There are another 80 places in the world that are thinking like this like Korea, China and India.  Airports have become like a physical internet that links the global to the local.  They become faster and quicker moving and spontaneously a lot of industries develop around airports.

If you put your mind to it and actually plan it and be innovative there can be a lot more socio-economic spin-off and that is what the aerotropolis masterplan is all about and it is being put together by a man who also created our Gautrain, Jack van der Merwe.

Gwala: A new R500-million investment is strengthening the Western Cape as a global call-centre hub.

Creamer: Several years back, a lot of the Gauteng people were talking about call centres and the potential there. A lot of people in South Africa were saying that we are in the right time zone and that we have got the right language so we have a lot of opportunity to get into call centres.

But it seems like it’s only the Western Cape that is really created the enabling environment and how they are benefiting from it now.  The call centre sector is worth R8-billion to the Western Cape and 38 000 jobs.  We are talking about employing young people.  Most of the people employed in that 38 000 job category there are people with matric who are 17 to 35 and their entry-level pay is R6 500. 

This has become a big factor in the Western Cape where this activity is now rolling-out.  Our call-centres have won two international awards and this is what is giving confidence to the latest investor, Capita, which has come in on behalf of the mobile phone company O2 in the UK, which has got one million customers. 

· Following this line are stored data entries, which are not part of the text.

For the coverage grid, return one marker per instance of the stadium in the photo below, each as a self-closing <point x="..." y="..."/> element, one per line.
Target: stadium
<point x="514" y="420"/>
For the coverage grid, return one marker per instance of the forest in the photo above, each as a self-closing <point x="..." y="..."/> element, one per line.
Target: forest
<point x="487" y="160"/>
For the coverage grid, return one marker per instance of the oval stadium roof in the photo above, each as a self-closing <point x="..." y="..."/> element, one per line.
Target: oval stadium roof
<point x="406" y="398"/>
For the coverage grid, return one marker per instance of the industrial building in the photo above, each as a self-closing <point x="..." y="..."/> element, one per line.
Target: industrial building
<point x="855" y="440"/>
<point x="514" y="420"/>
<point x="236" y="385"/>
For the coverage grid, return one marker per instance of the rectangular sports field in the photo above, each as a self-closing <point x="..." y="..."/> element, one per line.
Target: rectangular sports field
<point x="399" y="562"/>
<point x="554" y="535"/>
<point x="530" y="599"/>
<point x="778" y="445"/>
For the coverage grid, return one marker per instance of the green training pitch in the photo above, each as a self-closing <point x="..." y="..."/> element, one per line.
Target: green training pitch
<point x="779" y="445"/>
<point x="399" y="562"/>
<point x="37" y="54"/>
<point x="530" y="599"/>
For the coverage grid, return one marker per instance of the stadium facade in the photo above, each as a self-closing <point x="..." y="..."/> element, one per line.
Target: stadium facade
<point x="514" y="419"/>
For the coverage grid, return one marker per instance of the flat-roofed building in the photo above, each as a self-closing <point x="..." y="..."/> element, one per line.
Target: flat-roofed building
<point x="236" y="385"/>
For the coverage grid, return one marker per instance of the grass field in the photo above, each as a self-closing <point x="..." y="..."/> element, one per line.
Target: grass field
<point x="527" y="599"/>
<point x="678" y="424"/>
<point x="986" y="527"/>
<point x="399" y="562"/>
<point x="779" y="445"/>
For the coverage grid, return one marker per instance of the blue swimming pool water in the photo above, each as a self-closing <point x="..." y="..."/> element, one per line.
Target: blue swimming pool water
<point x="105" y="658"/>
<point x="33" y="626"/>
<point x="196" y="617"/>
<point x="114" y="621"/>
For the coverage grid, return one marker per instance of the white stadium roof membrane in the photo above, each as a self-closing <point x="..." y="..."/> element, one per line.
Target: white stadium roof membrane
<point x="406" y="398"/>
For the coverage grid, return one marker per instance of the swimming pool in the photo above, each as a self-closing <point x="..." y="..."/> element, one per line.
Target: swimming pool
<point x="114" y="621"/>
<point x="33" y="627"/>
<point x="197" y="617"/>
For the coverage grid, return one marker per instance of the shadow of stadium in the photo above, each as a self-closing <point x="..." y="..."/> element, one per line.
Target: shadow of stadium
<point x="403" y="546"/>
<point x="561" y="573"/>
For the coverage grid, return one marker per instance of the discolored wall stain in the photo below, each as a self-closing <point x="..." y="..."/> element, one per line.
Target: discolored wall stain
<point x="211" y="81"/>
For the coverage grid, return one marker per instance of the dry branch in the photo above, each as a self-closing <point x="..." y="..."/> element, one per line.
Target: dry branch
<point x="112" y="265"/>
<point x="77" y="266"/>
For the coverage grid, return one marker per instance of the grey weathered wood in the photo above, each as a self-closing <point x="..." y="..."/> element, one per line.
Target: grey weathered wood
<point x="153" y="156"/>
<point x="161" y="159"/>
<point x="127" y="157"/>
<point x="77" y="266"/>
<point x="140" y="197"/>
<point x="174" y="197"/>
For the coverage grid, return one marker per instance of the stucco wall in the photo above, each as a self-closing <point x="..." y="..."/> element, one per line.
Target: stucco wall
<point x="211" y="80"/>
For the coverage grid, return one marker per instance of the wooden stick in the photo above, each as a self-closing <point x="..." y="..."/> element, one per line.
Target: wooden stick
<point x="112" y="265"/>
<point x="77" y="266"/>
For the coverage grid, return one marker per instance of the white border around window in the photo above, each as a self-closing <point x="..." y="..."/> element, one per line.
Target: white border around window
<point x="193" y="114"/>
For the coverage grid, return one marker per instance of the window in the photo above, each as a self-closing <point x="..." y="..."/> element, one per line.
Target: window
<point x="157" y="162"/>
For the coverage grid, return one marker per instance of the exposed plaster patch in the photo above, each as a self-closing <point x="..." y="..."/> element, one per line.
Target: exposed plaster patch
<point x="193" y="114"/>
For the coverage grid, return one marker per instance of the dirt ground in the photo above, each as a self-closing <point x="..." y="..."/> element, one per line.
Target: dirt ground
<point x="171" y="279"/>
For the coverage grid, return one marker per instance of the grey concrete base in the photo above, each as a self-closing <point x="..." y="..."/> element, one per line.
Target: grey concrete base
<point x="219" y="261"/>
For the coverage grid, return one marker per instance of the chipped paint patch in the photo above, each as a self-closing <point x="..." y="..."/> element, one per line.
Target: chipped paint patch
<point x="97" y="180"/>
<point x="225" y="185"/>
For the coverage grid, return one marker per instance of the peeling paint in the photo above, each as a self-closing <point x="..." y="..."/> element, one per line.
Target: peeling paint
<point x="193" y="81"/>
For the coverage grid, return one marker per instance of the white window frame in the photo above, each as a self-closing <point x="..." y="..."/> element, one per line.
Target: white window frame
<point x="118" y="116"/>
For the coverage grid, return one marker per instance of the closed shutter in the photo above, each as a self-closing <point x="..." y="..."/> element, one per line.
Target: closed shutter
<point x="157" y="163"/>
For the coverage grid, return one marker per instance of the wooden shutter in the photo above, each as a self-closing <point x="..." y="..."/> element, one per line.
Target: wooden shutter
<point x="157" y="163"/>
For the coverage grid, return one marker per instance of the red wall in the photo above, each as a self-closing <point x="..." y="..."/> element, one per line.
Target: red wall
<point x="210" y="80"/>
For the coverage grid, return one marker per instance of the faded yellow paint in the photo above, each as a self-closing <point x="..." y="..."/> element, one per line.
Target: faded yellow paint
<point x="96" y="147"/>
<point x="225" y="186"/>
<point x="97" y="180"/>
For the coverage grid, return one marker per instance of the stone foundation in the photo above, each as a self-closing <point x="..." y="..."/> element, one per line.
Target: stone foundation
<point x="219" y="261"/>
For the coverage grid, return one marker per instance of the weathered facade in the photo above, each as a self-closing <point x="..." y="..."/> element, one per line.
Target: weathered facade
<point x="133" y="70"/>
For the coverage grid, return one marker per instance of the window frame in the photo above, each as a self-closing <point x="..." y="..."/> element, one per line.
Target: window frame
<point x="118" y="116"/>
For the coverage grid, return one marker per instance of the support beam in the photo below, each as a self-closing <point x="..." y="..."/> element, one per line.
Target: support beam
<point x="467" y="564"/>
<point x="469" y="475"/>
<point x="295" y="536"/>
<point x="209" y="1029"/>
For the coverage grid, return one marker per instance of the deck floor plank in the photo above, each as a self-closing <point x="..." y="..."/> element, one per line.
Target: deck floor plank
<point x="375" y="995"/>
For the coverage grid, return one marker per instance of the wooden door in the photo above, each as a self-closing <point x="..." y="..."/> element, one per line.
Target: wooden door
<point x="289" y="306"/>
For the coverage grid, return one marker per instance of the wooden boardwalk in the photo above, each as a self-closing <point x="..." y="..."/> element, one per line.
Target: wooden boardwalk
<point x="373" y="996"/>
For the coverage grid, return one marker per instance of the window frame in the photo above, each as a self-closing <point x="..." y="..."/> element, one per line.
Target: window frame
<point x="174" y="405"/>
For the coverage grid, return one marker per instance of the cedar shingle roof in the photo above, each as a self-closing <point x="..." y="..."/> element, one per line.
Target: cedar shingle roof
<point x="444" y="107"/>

They are saying that South Africa seems to have the vibe for this, the energy and the enthusiasm.  That is why they are putting another R500-million investment into a call centre here.  They are not the first, there are other big names also in the call centres in the Western Cape.

The blue chip clients are saying that they love the energy and enthusiasm of South African people and this is putting more and more investment into call centres.  I am sure we are going to see more in investment in the Western Cape and we can see the enabling framework has been set-up and we are in the right time zone as well for Europe and the UK.